What kind of hot water system do you use at your property?

The variable is a string variable, and running the tab command on it gives the following:

A frequency table showing twelve different response options

This output shows only five different types of hot water systems, but because of different spelling and terminology and different use of upper and lower case characters, twelve different responses are listed. To reduce this twelve down to the real five, the different categories need to be combined (that is, recoded).

To complete the first part of this two-step process requires use of the encode command, as follows:

encode q13, gen(q13_num)

This produces a new variable called ‘q13_num’, where the responses have been assigned to categories numbered from 1 to 12 (using a value label set also called ‘q13_num’).

The second step of the process is then to reduce these 12 categories to the 5 required ones, using the standard recode command. In this case, the existing and new categories could be as follows:

Existing category	New category
1 (electric)	1 (Electric)
2 (electric)	1 (Electric)
3 (gas instant)	2 (Instantaneous gas)
4 (Gas instant)	2 (Instantaneous gas)
5 (Gas instantaneous)	2 (Instantaneous gas)
6 (gas storage)	3 (Gas storage)
7 (Gas storage)	3 (Gas storage)
8 (Heat pump)	4 (Heat pump)
9 (Hot water heat pump)	4 (Heat pump)
10 (solar)	5 (Solar)
11 (Solar)	5 (Solar)
12 (Solar hot water)	5 (Solar)

Categorising continuous variables

Sometimes it is helpful to transform a continuous variable into a categorical variable, as this provides additional analysis options. For example, in the sample data file you may wish to transform the continuous ‘q1’ variable into categories, perhaps in order to make some comparisons for different age groups.
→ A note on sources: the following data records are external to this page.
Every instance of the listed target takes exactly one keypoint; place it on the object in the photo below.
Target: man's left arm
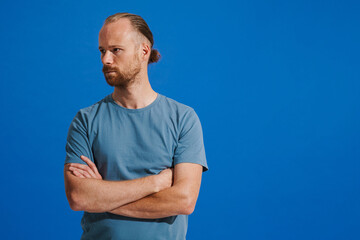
(180, 199)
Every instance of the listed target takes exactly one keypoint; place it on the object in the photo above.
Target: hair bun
(154, 56)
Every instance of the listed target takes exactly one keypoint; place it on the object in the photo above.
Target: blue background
(275, 84)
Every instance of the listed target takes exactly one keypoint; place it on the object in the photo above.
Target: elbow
(75, 202)
(188, 205)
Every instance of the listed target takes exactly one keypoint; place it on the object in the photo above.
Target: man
(134, 160)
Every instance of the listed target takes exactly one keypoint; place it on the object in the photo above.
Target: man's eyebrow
(112, 46)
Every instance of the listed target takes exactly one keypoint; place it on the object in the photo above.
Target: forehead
(116, 33)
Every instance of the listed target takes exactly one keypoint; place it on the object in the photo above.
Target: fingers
(82, 168)
(77, 174)
(91, 165)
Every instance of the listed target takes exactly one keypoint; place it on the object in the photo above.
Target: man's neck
(138, 94)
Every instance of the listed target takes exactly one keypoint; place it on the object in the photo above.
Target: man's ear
(146, 51)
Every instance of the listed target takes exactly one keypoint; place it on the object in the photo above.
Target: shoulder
(177, 107)
(181, 113)
(87, 114)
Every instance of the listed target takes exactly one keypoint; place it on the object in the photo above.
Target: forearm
(94, 195)
(169, 202)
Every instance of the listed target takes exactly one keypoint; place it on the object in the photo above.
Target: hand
(165, 178)
(85, 171)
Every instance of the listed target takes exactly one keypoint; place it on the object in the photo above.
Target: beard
(119, 78)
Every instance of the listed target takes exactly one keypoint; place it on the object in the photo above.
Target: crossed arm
(171, 192)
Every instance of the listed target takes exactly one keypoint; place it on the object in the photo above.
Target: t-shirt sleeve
(190, 147)
(77, 142)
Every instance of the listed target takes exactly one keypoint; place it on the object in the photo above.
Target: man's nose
(107, 58)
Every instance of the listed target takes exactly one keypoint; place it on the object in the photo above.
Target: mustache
(107, 68)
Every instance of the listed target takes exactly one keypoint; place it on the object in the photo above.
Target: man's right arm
(97, 195)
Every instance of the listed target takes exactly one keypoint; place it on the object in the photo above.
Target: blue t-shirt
(132, 143)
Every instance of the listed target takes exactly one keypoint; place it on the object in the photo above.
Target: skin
(125, 54)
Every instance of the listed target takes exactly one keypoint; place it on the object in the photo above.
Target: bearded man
(134, 159)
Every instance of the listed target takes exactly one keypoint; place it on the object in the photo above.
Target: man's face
(119, 47)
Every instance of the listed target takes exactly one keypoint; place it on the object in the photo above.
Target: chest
(132, 146)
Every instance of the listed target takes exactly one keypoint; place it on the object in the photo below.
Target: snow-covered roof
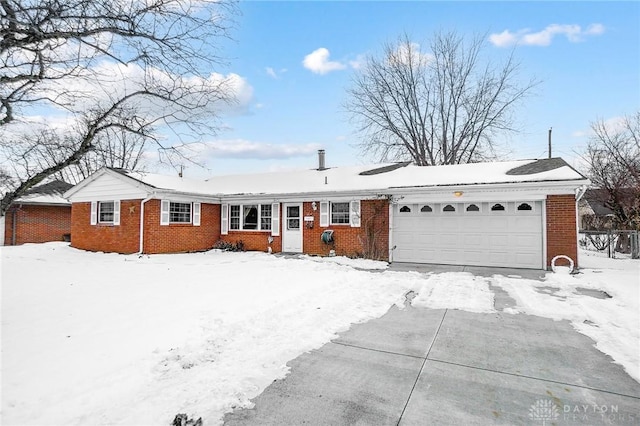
(379, 177)
(50, 193)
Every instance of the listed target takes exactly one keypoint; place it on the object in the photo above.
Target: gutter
(142, 203)
(14, 225)
(580, 192)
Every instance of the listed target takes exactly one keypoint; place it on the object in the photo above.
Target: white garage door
(507, 234)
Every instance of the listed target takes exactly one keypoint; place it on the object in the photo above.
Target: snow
(36, 198)
(95, 338)
(313, 181)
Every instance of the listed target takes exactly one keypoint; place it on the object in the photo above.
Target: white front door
(292, 229)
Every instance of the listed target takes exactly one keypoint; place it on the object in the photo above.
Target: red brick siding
(120, 239)
(125, 238)
(174, 238)
(562, 235)
(37, 224)
(348, 241)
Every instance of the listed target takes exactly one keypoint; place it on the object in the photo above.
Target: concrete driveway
(419, 366)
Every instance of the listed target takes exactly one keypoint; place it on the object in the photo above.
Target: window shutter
(164, 212)
(94, 212)
(354, 214)
(275, 219)
(196, 214)
(224, 219)
(116, 212)
(324, 213)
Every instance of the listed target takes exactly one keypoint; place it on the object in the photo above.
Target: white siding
(108, 187)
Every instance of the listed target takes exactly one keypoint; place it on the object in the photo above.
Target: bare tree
(106, 69)
(441, 107)
(613, 161)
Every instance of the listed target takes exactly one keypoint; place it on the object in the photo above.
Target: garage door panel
(509, 238)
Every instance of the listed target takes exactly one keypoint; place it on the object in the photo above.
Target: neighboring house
(510, 214)
(41, 215)
(593, 213)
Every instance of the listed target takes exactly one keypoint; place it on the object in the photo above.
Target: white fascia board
(531, 191)
(74, 194)
(304, 197)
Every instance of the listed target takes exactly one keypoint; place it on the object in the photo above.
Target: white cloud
(574, 33)
(275, 73)
(241, 148)
(319, 63)
(271, 72)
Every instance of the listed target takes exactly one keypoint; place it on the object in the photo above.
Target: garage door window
(525, 207)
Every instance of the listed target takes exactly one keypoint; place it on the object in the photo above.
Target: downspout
(142, 203)
(14, 225)
(579, 194)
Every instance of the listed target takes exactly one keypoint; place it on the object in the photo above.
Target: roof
(50, 193)
(379, 177)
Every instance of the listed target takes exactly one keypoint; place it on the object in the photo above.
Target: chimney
(321, 160)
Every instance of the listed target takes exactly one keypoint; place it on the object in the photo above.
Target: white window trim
(165, 213)
(456, 208)
(95, 213)
(275, 219)
(355, 213)
(259, 229)
(324, 214)
(475, 204)
(503, 203)
(331, 222)
(531, 203)
(224, 219)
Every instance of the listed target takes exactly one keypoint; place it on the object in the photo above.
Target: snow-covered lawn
(94, 338)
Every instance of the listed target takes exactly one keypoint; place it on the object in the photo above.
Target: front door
(292, 229)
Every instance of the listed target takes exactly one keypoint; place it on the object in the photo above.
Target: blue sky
(587, 55)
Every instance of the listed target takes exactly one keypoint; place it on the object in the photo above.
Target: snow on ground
(612, 322)
(95, 338)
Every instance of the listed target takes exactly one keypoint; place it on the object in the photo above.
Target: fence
(614, 241)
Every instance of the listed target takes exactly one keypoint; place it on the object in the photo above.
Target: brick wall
(174, 238)
(348, 241)
(37, 224)
(124, 238)
(101, 237)
(562, 235)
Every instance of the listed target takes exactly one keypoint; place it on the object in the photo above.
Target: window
(234, 215)
(179, 212)
(106, 211)
(250, 217)
(525, 206)
(339, 213)
(265, 217)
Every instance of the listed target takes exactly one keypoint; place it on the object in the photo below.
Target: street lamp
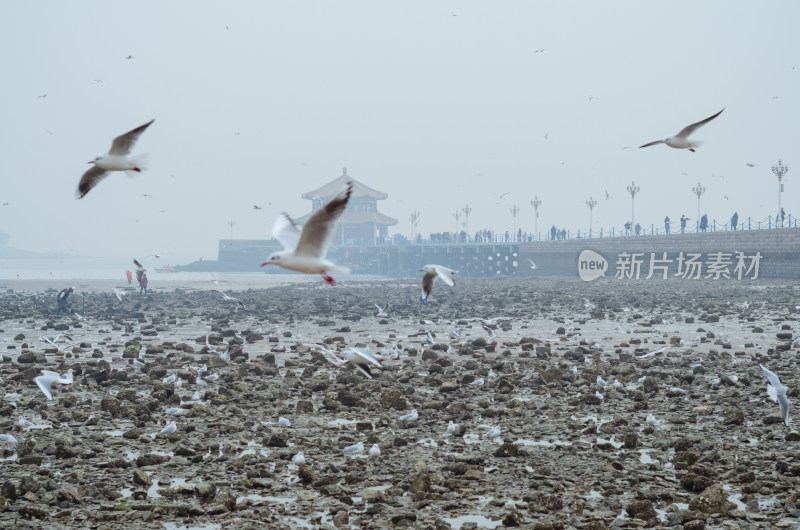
(466, 209)
(591, 203)
(780, 170)
(698, 190)
(514, 211)
(414, 218)
(633, 189)
(536, 202)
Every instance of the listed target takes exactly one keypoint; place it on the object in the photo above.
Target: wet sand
(572, 452)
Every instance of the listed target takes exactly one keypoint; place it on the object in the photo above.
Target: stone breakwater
(619, 404)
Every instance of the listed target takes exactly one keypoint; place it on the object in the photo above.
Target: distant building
(361, 221)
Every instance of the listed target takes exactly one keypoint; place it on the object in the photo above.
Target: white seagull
(305, 251)
(116, 159)
(780, 393)
(374, 452)
(48, 377)
(410, 417)
(431, 272)
(681, 140)
(355, 449)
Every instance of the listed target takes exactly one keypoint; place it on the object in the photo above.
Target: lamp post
(414, 218)
(591, 203)
(514, 211)
(536, 202)
(698, 190)
(780, 170)
(466, 209)
(633, 189)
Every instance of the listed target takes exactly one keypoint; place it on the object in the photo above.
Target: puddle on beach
(478, 520)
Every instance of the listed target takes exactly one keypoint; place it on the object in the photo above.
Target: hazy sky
(438, 104)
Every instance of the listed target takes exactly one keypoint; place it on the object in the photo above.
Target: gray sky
(438, 104)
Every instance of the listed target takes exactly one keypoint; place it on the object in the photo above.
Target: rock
(306, 474)
(393, 399)
(732, 416)
(69, 493)
(506, 450)
(642, 509)
(341, 519)
(141, 478)
(205, 491)
(713, 500)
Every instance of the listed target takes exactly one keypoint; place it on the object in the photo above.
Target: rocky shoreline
(619, 404)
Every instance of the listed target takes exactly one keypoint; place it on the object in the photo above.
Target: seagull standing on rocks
(45, 381)
(431, 273)
(305, 251)
(779, 393)
(681, 140)
(116, 159)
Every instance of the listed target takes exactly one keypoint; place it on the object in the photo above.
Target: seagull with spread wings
(681, 140)
(304, 251)
(116, 159)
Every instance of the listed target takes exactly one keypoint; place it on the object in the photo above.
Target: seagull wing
(445, 274)
(286, 232)
(122, 144)
(89, 180)
(772, 378)
(318, 231)
(689, 129)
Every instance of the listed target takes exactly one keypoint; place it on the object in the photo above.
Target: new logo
(591, 265)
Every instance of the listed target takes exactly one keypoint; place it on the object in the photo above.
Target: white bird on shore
(169, 428)
(355, 449)
(374, 452)
(45, 381)
(431, 273)
(116, 159)
(361, 358)
(681, 140)
(305, 251)
(8, 439)
(778, 393)
(410, 417)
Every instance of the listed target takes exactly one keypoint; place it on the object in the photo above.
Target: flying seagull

One way to do this is using the recode command as described in the previous section. For example, to make and label categories for people aged under 20, aged 20 to 29, aged 30 to 39 and aged 40 and above, you could type the following:

recode q1 (min/19=1) (20/29=2) (30/39=3) (40/max=4), gen(q1_grouped)
label define q1_grouped_label 1 "<= 19" 2 "20 - 29" 3 "30 - 39" 4 "40+"
label values q1_grouped q1_grouped_label

If your data has decimal places, however, you will need to think carefully about how you create your categories in order to ensure that no data is left out of them. If using the recode command to do this, some things to consider are that the ranges specified in the command are inclusive at both ends (for example, 20/29 includes both 20 and 29), and that if there are overlapping ranges the value will be assigned to the first matching range - so you may need to reorder the ranges in the command to account for this. Alternatively, you may find it easier to use the generate (or gen) and replace commands together instead. For example, you could create and label a second version of the previous variable as follows:

gen q1_grouped2 = .
replace q1_grouped2 = 1 if q1 < 20
replace q1_grouped2 = 2 if q1 >= 20 & q1 < 30
replace q1_grouped2 = 3 if q1 >= 30 & q1 < 40
replace q1_grouped2 = 4 if q1 >= 40 & q1 != .
label define q1_grouped_label2 1 "Age < 20" 2 "20 <= Age < 30" 3 "30 <= Age < 40" 4 "Age >= 40"
label values q1_grouped2 q1_grouped_label2

Once you have done this, you should see the name of the new variable(s) appear in the Variables window at the top right of the screen. In addition, you can view or edit the data using the Data Editor window, and can edit the variable properties using the instructions provided in the Getting started page of this module.